Für die Bildungsrepublik Deutschland ist das eine Vollbremsung. Und für Rainer Brüderles FDP-Credo des "mündigen Bürgers" sogar der Totalschaden. Denn wir leben doch in Zeiten und unter einer Bundesregierung, wo "Eigenverantwortung!", "Leistungsbereitschaft!!" und "persönliche Initiative!!!" in Marmor gemeißelt als Fixstern der Politik gelten. Sie sorgen sich um Ihre Rente im Alter? Informieren Sie sich und sorgen Sie vor!
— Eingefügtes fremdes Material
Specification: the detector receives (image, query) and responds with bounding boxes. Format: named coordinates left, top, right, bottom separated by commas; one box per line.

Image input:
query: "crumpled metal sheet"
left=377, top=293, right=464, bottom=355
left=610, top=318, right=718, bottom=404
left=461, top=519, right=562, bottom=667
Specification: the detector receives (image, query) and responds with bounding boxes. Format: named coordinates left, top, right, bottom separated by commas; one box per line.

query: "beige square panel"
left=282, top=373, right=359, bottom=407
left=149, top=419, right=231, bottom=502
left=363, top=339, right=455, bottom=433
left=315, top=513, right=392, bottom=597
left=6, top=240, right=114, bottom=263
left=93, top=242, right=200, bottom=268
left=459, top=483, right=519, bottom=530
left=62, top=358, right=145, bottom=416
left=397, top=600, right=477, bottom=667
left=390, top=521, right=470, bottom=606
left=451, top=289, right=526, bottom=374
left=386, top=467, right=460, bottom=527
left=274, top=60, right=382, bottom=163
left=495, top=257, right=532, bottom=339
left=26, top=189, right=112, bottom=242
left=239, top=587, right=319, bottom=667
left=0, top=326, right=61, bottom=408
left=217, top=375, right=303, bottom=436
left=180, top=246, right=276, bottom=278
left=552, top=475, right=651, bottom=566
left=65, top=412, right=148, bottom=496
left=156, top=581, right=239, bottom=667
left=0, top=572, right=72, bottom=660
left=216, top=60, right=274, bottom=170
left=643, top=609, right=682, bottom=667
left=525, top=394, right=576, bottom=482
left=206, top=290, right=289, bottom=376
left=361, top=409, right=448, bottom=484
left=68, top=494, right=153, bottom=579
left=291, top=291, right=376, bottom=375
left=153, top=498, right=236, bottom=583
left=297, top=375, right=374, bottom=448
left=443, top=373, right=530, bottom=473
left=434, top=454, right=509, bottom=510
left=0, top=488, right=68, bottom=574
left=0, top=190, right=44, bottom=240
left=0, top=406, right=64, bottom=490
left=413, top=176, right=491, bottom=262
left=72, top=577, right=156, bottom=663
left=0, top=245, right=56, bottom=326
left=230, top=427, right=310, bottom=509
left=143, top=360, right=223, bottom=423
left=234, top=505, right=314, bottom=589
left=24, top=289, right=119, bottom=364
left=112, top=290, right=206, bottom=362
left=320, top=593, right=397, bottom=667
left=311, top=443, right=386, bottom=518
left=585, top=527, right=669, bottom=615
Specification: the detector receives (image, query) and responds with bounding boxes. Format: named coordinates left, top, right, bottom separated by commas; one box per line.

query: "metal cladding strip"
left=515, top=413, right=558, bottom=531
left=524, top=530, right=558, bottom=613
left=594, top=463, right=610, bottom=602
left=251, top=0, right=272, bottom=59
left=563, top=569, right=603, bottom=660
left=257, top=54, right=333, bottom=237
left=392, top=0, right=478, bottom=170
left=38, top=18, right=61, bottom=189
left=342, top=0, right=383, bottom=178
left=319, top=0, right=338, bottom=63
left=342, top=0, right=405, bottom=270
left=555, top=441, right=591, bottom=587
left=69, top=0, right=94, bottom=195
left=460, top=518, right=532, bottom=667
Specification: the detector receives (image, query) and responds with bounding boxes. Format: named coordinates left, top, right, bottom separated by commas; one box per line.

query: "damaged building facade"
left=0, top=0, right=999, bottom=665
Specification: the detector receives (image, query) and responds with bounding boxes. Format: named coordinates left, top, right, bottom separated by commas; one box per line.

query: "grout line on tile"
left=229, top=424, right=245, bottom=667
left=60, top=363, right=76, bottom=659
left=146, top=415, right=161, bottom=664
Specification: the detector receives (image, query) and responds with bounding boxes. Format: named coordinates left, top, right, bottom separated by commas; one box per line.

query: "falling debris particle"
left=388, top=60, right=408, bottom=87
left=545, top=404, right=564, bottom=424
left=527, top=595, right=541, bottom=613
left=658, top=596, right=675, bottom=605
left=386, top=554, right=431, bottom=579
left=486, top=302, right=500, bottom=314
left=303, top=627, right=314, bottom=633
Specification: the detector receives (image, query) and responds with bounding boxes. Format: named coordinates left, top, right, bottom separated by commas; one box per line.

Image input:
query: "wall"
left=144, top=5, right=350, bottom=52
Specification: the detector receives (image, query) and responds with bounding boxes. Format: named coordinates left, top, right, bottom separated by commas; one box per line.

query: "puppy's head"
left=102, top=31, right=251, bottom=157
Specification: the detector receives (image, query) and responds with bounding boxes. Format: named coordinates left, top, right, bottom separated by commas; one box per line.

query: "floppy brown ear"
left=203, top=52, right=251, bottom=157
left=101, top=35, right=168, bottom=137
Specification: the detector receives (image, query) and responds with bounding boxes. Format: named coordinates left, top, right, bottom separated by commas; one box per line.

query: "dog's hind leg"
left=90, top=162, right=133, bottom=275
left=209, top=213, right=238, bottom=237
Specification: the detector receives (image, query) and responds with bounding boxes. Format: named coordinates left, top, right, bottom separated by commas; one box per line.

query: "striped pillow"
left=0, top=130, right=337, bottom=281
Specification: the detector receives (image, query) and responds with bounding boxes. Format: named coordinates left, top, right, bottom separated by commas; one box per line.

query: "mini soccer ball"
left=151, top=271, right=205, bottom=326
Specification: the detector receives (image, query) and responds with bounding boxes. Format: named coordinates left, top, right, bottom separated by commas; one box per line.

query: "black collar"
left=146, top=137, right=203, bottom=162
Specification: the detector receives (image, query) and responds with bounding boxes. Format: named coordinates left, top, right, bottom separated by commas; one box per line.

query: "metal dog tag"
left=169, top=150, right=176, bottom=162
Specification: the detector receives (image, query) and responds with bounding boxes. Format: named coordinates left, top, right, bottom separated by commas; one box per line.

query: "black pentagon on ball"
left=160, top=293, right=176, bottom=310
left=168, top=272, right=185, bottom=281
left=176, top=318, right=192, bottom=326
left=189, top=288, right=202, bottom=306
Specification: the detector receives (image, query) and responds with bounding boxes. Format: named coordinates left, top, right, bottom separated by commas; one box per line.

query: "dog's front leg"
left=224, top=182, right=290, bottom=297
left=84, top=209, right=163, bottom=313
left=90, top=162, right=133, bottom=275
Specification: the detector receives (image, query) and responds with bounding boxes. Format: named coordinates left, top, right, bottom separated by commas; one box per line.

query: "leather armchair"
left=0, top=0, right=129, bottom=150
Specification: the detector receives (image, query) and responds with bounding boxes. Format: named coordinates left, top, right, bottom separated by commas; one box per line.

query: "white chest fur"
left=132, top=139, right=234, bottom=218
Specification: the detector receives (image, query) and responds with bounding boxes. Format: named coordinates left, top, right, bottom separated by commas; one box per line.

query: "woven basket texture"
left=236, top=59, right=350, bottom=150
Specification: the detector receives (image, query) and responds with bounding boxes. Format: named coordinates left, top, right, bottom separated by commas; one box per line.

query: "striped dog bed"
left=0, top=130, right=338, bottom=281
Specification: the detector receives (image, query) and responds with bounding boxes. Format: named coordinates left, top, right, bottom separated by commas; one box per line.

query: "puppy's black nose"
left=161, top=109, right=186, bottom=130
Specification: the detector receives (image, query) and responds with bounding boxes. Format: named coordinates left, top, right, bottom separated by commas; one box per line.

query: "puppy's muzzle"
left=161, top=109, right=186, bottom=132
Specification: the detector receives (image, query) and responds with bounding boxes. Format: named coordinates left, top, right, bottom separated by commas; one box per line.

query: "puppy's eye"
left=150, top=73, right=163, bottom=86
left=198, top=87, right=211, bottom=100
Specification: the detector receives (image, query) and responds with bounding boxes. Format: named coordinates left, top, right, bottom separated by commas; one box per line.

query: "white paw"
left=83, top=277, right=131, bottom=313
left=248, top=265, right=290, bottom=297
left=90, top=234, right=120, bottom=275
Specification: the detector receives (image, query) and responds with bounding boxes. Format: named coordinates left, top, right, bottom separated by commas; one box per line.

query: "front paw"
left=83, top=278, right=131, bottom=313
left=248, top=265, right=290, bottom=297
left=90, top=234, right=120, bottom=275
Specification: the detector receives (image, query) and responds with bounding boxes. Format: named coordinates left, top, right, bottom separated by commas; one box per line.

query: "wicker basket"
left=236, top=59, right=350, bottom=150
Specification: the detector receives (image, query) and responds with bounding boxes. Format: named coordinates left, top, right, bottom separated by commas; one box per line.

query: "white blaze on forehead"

Sie verlieren den Überblick bei der Wahl der Krankenkasse? Na, dann strengen Sie sich mal ein bisschen an! Die Handy-Tarife verwirren Sie? Ja, dann lesen Sie doch das Kleingedruckte!
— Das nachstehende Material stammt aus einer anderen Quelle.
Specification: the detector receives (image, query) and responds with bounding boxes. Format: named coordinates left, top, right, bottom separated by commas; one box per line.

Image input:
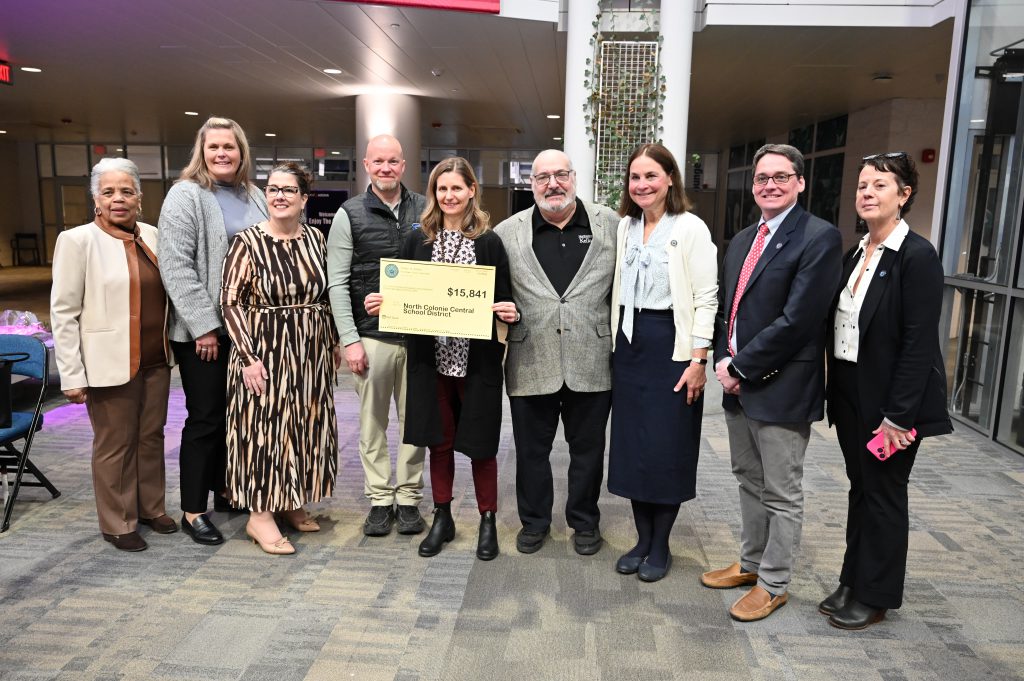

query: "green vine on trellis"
left=582, top=2, right=666, bottom=208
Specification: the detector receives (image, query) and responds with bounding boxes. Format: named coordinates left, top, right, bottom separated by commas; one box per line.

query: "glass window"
left=37, top=145, right=53, bottom=178
left=480, top=150, right=507, bottom=187
left=39, top=178, right=57, bottom=224
left=275, top=147, right=312, bottom=169
left=127, top=146, right=163, bottom=180
left=798, top=157, right=813, bottom=210
left=809, top=153, right=844, bottom=227
left=90, top=144, right=123, bottom=169
left=946, top=287, right=1005, bottom=430
left=54, top=145, right=88, bottom=177
left=725, top=170, right=755, bottom=240
left=140, top=180, right=165, bottom=225
left=165, top=146, right=191, bottom=180
left=728, top=144, right=745, bottom=169
left=788, top=125, right=814, bottom=155
left=815, top=115, right=847, bottom=151
left=251, top=146, right=275, bottom=181
left=997, top=299, right=1024, bottom=453
left=745, top=139, right=764, bottom=167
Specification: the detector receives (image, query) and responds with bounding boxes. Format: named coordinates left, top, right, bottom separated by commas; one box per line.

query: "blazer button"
left=557, top=329, right=562, bottom=334
left=560, top=298, right=566, bottom=304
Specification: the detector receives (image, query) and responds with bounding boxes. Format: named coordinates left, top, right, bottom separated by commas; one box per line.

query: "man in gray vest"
left=327, top=134, right=428, bottom=537
left=494, top=149, right=619, bottom=555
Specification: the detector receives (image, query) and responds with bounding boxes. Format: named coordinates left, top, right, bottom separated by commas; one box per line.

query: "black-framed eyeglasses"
left=862, top=151, right=908, bottom=161
left=266, top=185, right=301, bottom=197
left=753, top=173, right=798, bottom=186
left=531, top=170, right=574, bottom=185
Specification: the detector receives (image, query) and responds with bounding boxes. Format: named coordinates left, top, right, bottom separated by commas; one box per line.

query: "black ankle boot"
left=476, top=511, right=499, bottom=561
left=418, top=503, right=455, bottom=557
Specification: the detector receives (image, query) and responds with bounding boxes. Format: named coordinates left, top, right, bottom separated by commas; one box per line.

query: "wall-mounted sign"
left=329, top=0, right=499, bottom=14
left=0, top=61, right=12, bottom=86
left=305, top=190, right=349, bottom=236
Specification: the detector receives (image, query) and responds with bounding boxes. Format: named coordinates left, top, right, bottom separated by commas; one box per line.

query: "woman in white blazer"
left=607, top=143, right=718, bottom=582
left=51, top=158, right=174, bottom=552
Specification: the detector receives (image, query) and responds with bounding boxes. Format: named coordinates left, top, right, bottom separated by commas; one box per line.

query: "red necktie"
left=729, top=223, right=770, bottom=355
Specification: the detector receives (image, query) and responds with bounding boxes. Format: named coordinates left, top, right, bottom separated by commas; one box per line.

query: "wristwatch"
left=690, top=357, right=707, bottom=365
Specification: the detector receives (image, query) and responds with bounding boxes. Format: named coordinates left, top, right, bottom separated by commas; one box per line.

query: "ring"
left=898, top=439, right=908, bottom=446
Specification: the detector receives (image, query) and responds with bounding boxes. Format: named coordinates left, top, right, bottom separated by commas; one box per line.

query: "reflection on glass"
left=951, top=136, right=1013, bottom=283
left=997, top=299, right=1024, bottom=453
left=140, top=180, right=165, bottom=224
left=745, top=139, right=765, bottom=166
left=810, top=153, right=844, bottom=227
left=126, top=146, right=163, bottom=179
left=60, top=184, right=90, bottom=227
left=54, top=145, right=88, bottom=177
left=815, top=115, right=848, bottom=152
left=946, top=287, right=1004, bottom=429
left=164, top=146, right=191, bottom=180
left=728, top=144, right=745, bottom=169
left=724, top=170, right=746, bottom=240
left=789, top=125, right=814, bottom=155
left=38, top=145, right=54, bottom=178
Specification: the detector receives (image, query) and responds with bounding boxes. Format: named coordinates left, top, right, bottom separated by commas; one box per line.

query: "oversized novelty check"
left=378, top=258, right=496, bottom=340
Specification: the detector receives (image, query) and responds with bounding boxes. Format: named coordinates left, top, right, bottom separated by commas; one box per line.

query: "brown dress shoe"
left=701, top=562, right=758, bottom=589
left=139, top=515, right=178, bottom=534
left=102, top=531, right=148, bottom=552
left=729, top=585, right=788, bottom=622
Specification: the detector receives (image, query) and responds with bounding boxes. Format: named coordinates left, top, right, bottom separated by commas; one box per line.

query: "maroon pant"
left=429, top=374, right=497, bottom=513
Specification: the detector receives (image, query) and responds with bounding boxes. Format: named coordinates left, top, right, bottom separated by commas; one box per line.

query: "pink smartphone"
left=866, top=428, right=918, bottom=461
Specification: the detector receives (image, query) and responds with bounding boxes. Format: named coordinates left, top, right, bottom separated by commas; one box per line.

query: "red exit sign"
left=0, top=61, right=11, bottom=86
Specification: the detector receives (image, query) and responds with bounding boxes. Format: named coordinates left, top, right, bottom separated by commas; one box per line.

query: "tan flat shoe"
left=278, top=509, right=320, bottom=532
left=245, top=523, right=295, bottom=555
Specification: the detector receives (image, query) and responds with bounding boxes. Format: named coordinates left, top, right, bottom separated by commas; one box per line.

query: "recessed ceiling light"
left=431, top=68, right=444, bottom=77
left=330, top=151, right=340, bottom=155
left=116, top=147, right=123, bottom=152
left=547, top=114, right=561, bottom=119
left=451, top=88, right=459, bottom=93
left=553, top=136, right=562, bottom=141
left=323, top=68, right=342, bottom=75
left=970, top=119, right=985, bottom=123
left=20, top=67, right=42, bottom=73
left=185, top=111, right=199, bottom=116
left=0, top=130, right=6, bottom=134
left=390, top=23, right=400, bottom=29
left=265, top=133, right=276, bottom=137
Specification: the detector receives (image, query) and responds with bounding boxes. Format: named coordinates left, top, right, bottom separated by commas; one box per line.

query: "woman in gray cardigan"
left=158, top=116, right=268, bottom=545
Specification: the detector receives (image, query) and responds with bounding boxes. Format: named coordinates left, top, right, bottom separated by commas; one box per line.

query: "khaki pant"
left=353, top=337, right=425, bottom=505
left=85, top=365, right=171, bottom=534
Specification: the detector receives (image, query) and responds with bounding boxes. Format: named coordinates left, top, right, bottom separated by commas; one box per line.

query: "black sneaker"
left=363, top=505, right=394, bottom=537
left=395, top=505, right=426, bottom=534
left=515, top=527, right=549, bottom=554
left=572, top=528, right=603, bottom=556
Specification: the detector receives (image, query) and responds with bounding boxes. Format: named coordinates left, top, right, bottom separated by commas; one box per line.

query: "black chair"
left=10, top=233, right=42, bottom=266
left=0, top=334, right=59, bottom=532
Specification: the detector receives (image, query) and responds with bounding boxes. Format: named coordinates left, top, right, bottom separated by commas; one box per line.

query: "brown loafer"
left=102, top=531, right=148, bottom=552
left=139, top=515, right=178, bottom=534
left=729, top=585, right=788, bottom=622
left=701, top=562, right=758, bottom=589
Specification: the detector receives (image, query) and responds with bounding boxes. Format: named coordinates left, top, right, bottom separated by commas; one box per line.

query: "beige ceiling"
left=0, top=0, right=953, bottom=152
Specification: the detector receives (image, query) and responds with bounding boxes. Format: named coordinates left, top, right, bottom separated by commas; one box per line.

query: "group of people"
left=49, top=113, right=950, bottom=631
Gerade das Gelbe im Schwarzgelben ist sonst immer weit vorn mit dabei, wenn es darum geht, Kundinnen und Kunden möglichst orientierungslos im Irrgarten der Konsumgesellschaft zurückzulassen. "Lasst die Menschen frei entscheiden!", heißt es, wenn eine einfach zu lesende Kennzeichnung für Zucker im Essen wie die Nährstoffampel abgeschmettert wird. Und so sieht es dann auch aus in Deutschland: Die Zahl der überschuldeten Haushalte wächst in einem Maße, dass inzwischen auch Privatleute offiziell pleite gehen können.
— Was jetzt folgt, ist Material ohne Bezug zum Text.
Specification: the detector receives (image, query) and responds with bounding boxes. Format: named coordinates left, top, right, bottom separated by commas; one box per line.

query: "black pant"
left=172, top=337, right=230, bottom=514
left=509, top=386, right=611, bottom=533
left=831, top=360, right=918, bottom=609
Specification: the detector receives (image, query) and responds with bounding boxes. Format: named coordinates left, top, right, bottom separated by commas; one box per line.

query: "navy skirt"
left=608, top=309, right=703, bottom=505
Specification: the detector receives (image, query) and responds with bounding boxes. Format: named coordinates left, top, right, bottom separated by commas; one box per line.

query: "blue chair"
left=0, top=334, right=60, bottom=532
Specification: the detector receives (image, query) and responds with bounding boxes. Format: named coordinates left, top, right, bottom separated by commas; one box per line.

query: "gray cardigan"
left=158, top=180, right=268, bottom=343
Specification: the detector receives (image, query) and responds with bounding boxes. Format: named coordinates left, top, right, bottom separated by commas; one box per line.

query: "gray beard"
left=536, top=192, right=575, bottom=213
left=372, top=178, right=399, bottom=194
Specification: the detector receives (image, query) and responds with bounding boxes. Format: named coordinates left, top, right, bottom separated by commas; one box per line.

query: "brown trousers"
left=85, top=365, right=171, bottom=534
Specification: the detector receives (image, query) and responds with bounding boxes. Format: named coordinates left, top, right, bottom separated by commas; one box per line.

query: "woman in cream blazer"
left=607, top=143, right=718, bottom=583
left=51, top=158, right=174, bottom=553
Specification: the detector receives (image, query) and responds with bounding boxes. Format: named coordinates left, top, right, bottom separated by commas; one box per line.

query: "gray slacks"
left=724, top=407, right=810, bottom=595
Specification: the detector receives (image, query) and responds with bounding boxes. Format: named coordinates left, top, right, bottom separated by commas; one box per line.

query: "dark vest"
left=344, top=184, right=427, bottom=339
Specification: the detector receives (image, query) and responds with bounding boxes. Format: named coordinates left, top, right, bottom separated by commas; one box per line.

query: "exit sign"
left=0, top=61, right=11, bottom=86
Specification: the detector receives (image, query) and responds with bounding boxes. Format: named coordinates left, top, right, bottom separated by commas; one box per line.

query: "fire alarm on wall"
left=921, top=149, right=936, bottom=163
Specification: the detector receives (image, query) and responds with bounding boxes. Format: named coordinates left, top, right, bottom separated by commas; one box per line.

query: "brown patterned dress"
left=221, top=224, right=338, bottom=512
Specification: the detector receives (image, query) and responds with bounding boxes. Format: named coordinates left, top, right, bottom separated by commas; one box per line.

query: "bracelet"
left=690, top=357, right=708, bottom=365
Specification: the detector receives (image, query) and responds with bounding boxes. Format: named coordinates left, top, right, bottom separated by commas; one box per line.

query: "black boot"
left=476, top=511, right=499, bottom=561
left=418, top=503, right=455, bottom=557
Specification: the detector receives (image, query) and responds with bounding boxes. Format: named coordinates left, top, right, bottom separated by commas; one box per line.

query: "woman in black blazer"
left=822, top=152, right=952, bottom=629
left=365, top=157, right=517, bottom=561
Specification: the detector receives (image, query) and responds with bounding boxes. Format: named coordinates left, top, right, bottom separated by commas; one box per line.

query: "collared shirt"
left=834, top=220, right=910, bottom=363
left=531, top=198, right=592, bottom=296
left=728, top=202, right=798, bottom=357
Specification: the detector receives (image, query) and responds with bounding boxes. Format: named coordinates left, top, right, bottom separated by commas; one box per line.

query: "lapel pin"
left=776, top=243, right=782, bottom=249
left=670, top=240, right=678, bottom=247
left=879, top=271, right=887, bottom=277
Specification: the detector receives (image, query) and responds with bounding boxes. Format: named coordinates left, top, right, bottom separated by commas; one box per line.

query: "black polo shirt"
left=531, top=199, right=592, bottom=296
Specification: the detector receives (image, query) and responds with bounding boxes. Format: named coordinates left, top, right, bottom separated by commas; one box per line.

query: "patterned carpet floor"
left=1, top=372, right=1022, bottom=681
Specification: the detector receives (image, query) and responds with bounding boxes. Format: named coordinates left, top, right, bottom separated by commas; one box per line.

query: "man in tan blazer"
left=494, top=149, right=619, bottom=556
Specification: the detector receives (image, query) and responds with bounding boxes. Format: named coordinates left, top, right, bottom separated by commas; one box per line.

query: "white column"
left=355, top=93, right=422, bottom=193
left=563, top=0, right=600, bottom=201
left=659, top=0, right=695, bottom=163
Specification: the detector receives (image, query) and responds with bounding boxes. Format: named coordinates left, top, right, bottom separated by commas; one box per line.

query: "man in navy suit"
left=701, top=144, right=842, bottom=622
Aber - huch! - jetzt geht es ja ums Auto. Und da ist natürlich alles anders. Denn das Auto ist dem Deutschen was dem gemeinen Amerikaner die Schusswaffe ist: Lieb, teuer, potenziell tödlich und mit einer Lobby ausgestattet, die bei jeder Einschränkung mindestens den Weltuntergang prophezeit. Wer solcherart infantil mit einem Fortbewegungsmittel umgeht, von dem kann man offenbar nicht verlangen, er solle klären, was sein Baby denn so zu trinken bekommt - solche Fürsorge des Staates wäre ja etwa bei der Ernährung unserer Kinder überaus wünschenswert. Dabei sind ja nicht einmal Autofahrer ganz so hinter dem Mond: Viele von ihnen sind echte Preisfüchse, wenn es um Billigsprit geht; andere verbringen ihre Zeit bei eBay oder im Autoteileshop, um höchst rational den billigsten Heckspoiler zu erstehen. Manche sollen sogar Abitur haben.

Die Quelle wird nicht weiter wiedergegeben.